Constraint Engine
The ConstraintEngine is the orchestrator: it holds a collection of constraints, runs them against a Dataset, aggregates the results, and can filter out non-compliant rows.
Creating an engine
Pass constraints at construction time, or add them incrementally:
from ydata.constraints import ConstraintEngine, NotNull, MeanBetween
# At construction
engine = ConstraintEngine([
NotNull(columns=["age", "income"]),
MeanBetween(lower_bound=20, upper_bound=60, columns=["age"]),
])
# Incrementally
engine = ConstraintEngine()
engine.add_constraint(NotNull(columns=["age"]))
engine.add_constraints([MeanBetween(lower_bound=20, upper_bound=60, columns=["age"])])
validate()
Runs all constraints against the dataset and stores the result internally.
The engine caches the result — calling validate() again on the same engine is a no-op unless you add or remove a constraint between calls (which resets the cache automatically).
summary()
Returns a nested dict with violation counts, ratios, and per-constraint breakdowns.
summary = engine.summary()
print(summary["rows_violation_count"]) # total rows that violated at least one rule
print(summary["rows_violation_ratio"]) # as a fraction of total rows
for name, detail in summary["violation_per_constraint"].items():
print(name, detail)
include_rows=True adds the raw boolean mask to each constraint's report:
Note
Call validate() before summary().
filter()
Returns a new Dataset with only the rows that satisfy all row constraints. Column constraints are not used for filtering — they report aggregate violations only.
If the engine contains column constraints, a UserWarning is emitted to remind you they are being skipped during row removal.
import warnings
with warnings.catch_warnings(record=True) as caught:
warnings.simplefilter("always")
clean = engine.filter(dataset)
# caught will contain the column-constraint warning if applicable
explain_constraints()
Returns a human-readable dict mapping each constraint's key to its string representation:
engine.explain_constraints()
# {'NotNull on columns [age, income]': 'NotNull on columns [age, income]', ...}
Fault isolation
If any individual constraint raises an exception during validate(), the engine logs a warning and skips that constraint rather than crashing the entire validation. This means partial results are always available even when some constraints are misconfigured.
import logging
logging.basicConfig(level=logging.WARNING)
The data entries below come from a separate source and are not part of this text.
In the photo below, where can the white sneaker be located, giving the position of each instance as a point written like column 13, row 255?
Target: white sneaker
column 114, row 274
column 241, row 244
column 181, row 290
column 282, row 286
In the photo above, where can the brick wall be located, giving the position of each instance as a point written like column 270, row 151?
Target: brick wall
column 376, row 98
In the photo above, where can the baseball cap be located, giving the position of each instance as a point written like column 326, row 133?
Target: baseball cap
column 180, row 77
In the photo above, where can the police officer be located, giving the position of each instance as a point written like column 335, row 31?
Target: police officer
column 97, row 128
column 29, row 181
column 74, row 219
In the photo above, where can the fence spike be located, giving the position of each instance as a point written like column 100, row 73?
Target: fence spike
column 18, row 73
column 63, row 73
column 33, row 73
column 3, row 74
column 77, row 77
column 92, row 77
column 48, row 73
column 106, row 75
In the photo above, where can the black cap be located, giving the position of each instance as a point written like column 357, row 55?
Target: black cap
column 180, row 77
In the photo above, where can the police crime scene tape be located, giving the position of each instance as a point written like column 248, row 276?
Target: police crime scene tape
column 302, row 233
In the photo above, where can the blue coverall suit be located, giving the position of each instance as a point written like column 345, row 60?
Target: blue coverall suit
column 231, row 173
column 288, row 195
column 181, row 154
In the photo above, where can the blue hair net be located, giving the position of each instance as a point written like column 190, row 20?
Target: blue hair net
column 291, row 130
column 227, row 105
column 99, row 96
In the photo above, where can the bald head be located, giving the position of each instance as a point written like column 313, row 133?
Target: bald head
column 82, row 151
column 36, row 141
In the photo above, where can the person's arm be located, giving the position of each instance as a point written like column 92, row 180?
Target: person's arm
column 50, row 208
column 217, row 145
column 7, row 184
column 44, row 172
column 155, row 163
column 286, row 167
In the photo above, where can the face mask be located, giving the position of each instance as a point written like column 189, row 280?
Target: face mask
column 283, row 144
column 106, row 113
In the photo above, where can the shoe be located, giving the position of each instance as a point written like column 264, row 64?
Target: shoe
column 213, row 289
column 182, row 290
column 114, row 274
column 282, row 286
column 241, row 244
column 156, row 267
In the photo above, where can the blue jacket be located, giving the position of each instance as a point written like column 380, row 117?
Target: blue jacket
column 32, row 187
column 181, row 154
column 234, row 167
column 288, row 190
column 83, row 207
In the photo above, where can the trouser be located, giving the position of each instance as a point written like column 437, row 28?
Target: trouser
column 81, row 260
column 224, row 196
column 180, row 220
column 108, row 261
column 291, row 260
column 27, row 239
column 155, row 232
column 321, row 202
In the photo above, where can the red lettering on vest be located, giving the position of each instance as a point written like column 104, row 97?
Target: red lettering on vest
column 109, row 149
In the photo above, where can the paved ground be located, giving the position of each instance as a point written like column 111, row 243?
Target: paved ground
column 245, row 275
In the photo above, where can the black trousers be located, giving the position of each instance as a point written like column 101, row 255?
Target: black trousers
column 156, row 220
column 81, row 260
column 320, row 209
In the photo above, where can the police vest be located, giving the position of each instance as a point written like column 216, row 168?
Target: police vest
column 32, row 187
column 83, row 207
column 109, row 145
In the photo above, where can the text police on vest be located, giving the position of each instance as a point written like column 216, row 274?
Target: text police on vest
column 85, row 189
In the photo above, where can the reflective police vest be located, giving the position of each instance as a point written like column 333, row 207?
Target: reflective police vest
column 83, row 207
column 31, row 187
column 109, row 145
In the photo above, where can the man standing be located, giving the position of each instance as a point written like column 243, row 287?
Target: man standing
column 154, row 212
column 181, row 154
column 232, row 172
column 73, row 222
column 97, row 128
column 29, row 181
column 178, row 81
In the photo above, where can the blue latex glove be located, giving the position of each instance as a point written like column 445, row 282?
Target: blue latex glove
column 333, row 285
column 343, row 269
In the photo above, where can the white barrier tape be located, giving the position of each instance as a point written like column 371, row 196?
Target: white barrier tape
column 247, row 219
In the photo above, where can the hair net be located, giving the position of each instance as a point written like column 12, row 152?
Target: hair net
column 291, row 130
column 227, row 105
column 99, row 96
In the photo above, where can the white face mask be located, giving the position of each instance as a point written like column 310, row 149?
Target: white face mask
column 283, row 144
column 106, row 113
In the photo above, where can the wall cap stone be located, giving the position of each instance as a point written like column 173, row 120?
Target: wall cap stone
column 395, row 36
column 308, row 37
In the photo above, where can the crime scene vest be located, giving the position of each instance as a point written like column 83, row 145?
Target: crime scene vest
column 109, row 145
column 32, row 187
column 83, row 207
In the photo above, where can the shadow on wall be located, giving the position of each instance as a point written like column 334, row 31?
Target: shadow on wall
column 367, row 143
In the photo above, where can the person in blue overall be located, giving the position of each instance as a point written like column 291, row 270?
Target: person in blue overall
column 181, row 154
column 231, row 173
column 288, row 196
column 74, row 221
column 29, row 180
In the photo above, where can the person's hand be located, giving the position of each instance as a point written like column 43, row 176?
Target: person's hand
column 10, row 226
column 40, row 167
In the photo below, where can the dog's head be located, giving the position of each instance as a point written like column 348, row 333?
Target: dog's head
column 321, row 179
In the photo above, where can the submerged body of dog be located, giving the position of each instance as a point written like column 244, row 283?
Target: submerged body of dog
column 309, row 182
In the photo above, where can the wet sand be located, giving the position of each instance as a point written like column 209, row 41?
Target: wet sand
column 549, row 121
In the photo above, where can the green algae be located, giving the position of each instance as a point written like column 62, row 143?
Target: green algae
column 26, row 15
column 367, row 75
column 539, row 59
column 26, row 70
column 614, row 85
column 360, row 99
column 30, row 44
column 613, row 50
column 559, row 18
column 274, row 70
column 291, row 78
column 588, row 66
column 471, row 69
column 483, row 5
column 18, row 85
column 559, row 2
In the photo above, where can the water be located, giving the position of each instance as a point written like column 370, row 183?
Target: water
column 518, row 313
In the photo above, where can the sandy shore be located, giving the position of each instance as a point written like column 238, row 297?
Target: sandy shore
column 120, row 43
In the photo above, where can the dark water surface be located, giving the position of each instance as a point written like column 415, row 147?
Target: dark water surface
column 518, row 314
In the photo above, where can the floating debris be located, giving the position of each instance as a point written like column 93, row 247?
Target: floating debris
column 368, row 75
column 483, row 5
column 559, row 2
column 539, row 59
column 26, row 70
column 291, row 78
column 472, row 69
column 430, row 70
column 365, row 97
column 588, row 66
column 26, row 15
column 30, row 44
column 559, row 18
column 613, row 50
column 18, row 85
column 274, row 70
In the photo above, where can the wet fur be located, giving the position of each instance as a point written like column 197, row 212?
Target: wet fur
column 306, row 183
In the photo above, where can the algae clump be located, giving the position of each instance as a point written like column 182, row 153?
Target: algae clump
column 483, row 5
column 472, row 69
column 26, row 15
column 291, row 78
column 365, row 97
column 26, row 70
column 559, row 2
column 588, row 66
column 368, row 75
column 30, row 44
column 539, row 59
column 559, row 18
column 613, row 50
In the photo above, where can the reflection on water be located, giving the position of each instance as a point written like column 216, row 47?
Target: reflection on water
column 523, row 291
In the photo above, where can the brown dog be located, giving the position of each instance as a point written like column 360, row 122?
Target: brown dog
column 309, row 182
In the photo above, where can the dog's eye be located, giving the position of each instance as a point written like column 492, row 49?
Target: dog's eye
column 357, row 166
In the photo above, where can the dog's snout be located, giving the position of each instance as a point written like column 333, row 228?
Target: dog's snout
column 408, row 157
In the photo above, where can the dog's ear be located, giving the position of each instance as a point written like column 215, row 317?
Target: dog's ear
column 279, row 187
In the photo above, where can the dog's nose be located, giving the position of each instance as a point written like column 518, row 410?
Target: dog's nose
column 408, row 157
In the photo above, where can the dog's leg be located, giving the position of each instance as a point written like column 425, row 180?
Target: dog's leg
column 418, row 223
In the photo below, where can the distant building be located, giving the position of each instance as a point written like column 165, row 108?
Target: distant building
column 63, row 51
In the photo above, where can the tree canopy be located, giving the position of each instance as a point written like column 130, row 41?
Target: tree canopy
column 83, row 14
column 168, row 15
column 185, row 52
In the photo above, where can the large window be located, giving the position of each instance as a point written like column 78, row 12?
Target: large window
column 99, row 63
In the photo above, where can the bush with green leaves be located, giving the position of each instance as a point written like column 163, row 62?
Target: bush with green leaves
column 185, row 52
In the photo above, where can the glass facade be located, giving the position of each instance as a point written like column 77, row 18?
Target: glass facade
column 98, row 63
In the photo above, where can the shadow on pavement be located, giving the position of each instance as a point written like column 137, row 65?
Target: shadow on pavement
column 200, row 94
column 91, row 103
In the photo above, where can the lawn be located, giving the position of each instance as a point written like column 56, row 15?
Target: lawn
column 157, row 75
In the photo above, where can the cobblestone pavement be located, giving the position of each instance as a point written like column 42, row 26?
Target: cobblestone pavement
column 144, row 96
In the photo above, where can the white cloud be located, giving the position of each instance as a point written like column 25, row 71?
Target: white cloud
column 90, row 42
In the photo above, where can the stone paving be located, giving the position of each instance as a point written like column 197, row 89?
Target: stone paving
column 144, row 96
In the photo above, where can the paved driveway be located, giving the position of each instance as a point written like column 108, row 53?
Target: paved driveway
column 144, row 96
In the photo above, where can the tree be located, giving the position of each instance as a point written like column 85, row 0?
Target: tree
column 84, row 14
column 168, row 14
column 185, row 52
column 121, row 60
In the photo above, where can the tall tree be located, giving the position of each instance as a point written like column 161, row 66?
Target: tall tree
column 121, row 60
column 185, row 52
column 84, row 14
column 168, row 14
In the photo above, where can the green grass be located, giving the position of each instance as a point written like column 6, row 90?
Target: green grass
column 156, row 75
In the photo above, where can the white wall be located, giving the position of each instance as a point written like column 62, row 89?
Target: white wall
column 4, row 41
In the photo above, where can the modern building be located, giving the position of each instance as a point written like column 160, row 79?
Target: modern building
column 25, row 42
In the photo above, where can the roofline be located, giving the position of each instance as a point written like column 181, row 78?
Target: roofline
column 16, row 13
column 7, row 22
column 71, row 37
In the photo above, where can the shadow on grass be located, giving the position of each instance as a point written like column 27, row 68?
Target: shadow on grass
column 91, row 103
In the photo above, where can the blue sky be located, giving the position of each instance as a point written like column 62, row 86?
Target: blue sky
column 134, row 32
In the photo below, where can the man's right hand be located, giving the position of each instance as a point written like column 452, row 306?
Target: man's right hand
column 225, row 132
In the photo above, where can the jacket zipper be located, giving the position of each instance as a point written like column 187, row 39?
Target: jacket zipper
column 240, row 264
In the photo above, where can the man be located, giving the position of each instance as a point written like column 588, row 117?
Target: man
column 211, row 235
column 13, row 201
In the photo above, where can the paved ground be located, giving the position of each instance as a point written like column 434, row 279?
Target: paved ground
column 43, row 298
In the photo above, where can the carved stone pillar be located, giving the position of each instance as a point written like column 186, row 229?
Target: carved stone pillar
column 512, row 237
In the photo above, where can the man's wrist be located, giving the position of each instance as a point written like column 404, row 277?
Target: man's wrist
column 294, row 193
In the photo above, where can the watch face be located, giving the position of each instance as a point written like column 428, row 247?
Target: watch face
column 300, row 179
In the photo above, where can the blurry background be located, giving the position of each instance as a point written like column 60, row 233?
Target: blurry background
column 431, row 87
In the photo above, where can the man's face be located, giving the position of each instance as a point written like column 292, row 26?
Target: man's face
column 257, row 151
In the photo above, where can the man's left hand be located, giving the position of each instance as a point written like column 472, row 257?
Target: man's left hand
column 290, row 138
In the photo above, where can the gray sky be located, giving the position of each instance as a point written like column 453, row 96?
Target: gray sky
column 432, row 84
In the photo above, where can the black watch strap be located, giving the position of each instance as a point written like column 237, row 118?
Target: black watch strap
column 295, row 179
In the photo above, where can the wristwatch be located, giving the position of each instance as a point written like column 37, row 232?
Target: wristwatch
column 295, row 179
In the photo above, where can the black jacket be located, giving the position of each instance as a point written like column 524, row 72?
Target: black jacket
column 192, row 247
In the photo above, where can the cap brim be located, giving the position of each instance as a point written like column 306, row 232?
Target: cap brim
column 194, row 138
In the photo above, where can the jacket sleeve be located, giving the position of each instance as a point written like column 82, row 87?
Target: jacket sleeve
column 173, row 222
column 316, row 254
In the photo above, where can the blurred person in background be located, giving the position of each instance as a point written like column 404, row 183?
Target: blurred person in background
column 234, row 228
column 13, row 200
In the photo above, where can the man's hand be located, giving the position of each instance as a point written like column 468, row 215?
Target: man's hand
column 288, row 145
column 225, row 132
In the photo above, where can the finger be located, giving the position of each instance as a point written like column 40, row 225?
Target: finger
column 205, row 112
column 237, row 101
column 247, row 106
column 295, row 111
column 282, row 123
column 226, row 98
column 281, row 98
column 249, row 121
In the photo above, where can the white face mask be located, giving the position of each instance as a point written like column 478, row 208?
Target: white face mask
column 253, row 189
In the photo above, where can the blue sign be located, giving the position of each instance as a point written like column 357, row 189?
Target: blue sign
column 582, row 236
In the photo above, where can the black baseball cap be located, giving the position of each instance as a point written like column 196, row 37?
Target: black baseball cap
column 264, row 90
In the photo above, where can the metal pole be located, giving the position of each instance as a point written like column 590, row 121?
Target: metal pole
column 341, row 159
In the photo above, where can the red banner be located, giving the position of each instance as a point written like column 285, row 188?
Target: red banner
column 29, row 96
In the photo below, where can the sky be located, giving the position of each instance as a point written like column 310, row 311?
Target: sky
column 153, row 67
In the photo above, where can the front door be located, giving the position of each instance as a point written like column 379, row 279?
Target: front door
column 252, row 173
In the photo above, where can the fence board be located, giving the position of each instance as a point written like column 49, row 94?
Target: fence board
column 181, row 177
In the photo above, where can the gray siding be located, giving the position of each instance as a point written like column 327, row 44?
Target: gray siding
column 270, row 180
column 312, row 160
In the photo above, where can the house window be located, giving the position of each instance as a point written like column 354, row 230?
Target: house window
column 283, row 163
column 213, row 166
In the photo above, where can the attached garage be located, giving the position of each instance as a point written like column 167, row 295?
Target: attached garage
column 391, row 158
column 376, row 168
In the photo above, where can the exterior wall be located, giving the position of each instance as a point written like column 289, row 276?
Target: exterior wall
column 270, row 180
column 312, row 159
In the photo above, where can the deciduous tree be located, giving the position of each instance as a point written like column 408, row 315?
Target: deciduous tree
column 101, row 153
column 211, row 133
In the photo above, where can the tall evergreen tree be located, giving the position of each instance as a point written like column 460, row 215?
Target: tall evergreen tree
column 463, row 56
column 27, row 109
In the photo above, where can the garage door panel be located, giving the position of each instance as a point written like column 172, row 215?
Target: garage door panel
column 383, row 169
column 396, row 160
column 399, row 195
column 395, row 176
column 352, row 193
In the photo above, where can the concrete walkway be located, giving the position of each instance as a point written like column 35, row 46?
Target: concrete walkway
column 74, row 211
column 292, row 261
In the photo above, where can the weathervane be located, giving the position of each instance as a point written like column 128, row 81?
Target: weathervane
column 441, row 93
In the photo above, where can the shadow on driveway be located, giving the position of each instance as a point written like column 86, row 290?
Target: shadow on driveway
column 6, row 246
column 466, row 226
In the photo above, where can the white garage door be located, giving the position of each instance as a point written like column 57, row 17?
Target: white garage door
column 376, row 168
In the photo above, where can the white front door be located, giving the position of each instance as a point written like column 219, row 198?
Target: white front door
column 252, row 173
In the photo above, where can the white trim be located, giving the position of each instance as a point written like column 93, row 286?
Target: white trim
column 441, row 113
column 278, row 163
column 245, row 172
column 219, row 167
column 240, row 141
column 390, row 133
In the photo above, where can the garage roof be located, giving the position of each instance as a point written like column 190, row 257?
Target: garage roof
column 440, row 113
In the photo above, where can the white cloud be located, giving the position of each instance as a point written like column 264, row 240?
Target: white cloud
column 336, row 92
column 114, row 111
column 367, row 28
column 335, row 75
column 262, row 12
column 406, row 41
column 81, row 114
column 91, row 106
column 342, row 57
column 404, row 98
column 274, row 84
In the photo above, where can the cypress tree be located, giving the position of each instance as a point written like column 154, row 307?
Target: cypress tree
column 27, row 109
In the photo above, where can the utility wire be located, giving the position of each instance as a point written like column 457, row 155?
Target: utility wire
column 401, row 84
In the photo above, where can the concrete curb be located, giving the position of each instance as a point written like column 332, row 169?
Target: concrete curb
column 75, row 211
engine.validate(dataset) # broken constraints are warned and skipped
Naming constraints
Give constraints a name to make summaries and engine output easier to read:
from ydata.constraints import NotNull, MeanBetween
engine = ConstraintEngine([
NotNull(columns=["income"], name="income_not_null"),
MeanBetween(lower_bound=20, upper_bound=60, columns=["age"], name="age_mean_range"),
])
engine.validate(dataset)
summary = engine.summary()
# Keys in summary["violation_per_constraint"] will be the names above
Full example
import pandas as pd
import numpy as np
from ydata.dataset import Dataset
from ydata.constraints import (
ConstraintEngine,
NotNull, Unique, GreaterThan, NotIncludedIn, StringLength, Monotonic,
MeanBetween, MinBetween, MaxBetween, NullRateLowerThan,
CustomConstraint,
)
df = pd.DataFrame({
"customer_id": range(1_000),
"age": np.random.randint(18, 80, 1_000),
"income": np.random.normal(50_000, 15_000, 1_000),
"tx_amount": np.random.exponential(200, 1_000),
"status": np.random.choice(["active", "pending"], 1_000),
"timestamp": pd.date_range("2024-01-01", periods=1_000, freq="h"),
})
dataset = Dataset(df)
engine = ConstraintEngine([
# Row constraints
NotNull(columns=["age", "income"], name="no_nulls"),
Unique(columns=["customer_id"], name="unique_id"),
GreaterThan(columns=["age"], value=0, name="positive_age"),
NotIncludedIn(column="status",
values=["banned", "deleted"], name="valid_status"),
StringLength(columns=["status"],
min_length=4, max_length=10, name="status_length"),
Monotonic(columns=["timestamp"], name="timestamps_ordered"),
# Column constraints
MeanBetween(20, 65, columns=["age"], name="age_mean"),
MinBetween(0, 18, columns=["age"], name="age_min"),
MaxBetween(0, 10_000, columns=["tx_amount"], name="tx_max"),
NullRateLowerThan(0.05, columns=["income"], name="income_nulls"),
# Custom cross-column rule
CustomConstraint(
lambda df: df["income"] > 0,
columns=["income"], axis="row", name="positive_income",
),
])
engine.validate(dataset)
summary = engine.summary()
print(f"Rows violated: {summary['rows_violation_count']} "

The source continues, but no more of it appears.